First, remember your humanity and strive for humility. Read Murray’s chapter ‘Repair Bay 3: Rest’ in Reset, and Ash’s chapter ‘We need sleep’ in Zeal without burnout. Both push us to see adequate sleep as a spiritual act, exhibiting faith in our God. We practise faith and humility, and depend on the Lord who delights to use us inadequate humans for his divine purposes.
Second, remember that better sleep leads to better productivity. Schwartz says he’d ‘rather work at 100 percent for 5 or 6 hours, than at 60 percent for 8 or 9 hours.’ True enough. And we feel better physically and emotionally, and are easier to live with.
Granted, there are times in life where we will need to work beyond our healthy capacity, but may those times be seldom and brief. If you think you have no choice but to live consistently beyond your limits, then stop.

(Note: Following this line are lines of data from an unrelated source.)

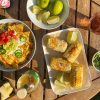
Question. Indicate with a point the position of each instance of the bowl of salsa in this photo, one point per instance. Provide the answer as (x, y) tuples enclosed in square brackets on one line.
[(96, 61)]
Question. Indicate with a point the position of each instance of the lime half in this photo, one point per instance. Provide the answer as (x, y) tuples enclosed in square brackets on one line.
[(36, 9), (45, 16), (53, 20), (72, 37)]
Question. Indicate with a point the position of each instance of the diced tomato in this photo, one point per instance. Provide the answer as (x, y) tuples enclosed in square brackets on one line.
[(6, 40), (11, 33), (15, 37), (1, 42)]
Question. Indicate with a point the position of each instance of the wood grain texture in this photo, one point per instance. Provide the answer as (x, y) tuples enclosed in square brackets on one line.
[(49, 94), (86, 94), (22, 10), (39, 57), (12, 11), (97, 1), (71, 18)]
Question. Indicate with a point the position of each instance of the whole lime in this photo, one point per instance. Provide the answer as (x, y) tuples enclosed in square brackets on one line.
[(43, 3)]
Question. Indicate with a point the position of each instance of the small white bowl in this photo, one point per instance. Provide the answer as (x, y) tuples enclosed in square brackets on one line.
[(93, 62), (33, 18)]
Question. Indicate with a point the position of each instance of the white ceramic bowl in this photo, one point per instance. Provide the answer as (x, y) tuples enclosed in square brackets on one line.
[(33, 18), (93, 62)]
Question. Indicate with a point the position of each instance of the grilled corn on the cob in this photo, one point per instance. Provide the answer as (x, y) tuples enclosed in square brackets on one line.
[(60, 64), (76, 75), (57, 44), (73, 52)]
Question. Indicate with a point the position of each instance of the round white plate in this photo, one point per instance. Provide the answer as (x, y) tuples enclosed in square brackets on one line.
[(33, 18)]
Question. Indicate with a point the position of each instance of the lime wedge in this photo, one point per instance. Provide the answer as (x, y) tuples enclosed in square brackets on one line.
[(45, 16), (72, 37), (40, 15), (58, 7), (36, 9), (53, 19)]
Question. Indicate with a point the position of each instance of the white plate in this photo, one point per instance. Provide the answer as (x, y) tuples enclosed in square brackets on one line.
[(33, 18), (3, 67), (81, 59)]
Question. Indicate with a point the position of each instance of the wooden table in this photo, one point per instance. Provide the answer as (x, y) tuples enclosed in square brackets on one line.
[(78, 9)]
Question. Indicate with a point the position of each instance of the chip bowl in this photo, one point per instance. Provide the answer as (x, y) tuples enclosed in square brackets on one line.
[(33, 18), (33, 41)]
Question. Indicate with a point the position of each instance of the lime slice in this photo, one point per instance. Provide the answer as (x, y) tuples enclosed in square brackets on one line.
[(72, 37), (60, 76), (53, 20), (45, 16), (40, 15), (36, 9), (58, 7)]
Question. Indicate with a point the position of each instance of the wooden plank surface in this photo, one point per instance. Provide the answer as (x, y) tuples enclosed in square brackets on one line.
[(48, 92), (83, 9), (86, 94), (18, 11), (71, 18)]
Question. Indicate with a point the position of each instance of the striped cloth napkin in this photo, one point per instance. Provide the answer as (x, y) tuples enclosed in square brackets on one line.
[(4, 3)]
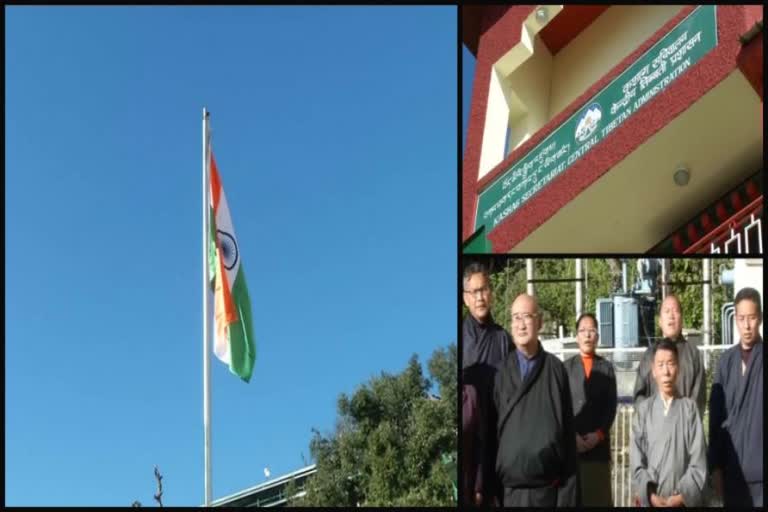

Examine your life with a wise and godly mentor, your doctor, or a spouse who is willing to be frank – if you can listen to them with humility.
Some of us struggle with workaholism. Others of us struggle with focus and efficiency. Strangely, the solution to both may be the same: Work your best hours, and relax or do less demanding things in your others. Restricting my working hours forces me to get more productive. It also means I have time for the rest of life.
Do you have trouble getting to bed at night? Then develop your own night routine. Stop work and blue screens before bed. Part of my routine is relaxing, recreational reading in bed. If I skip it because I am too tired, I often can’t sleep. So, I turn on the light, read for ten minutes, and, presto! I fall asleep quickly. I have taught my body and mind that reading in bed means it’s time to sleep, and it works a treat.
Depriving ourselves of sleep is a false economy. We risk our health, our learning and ministry, our relationships, and our godliness. Learn good sleep habits now, out of love for the Lord and for the others in your life.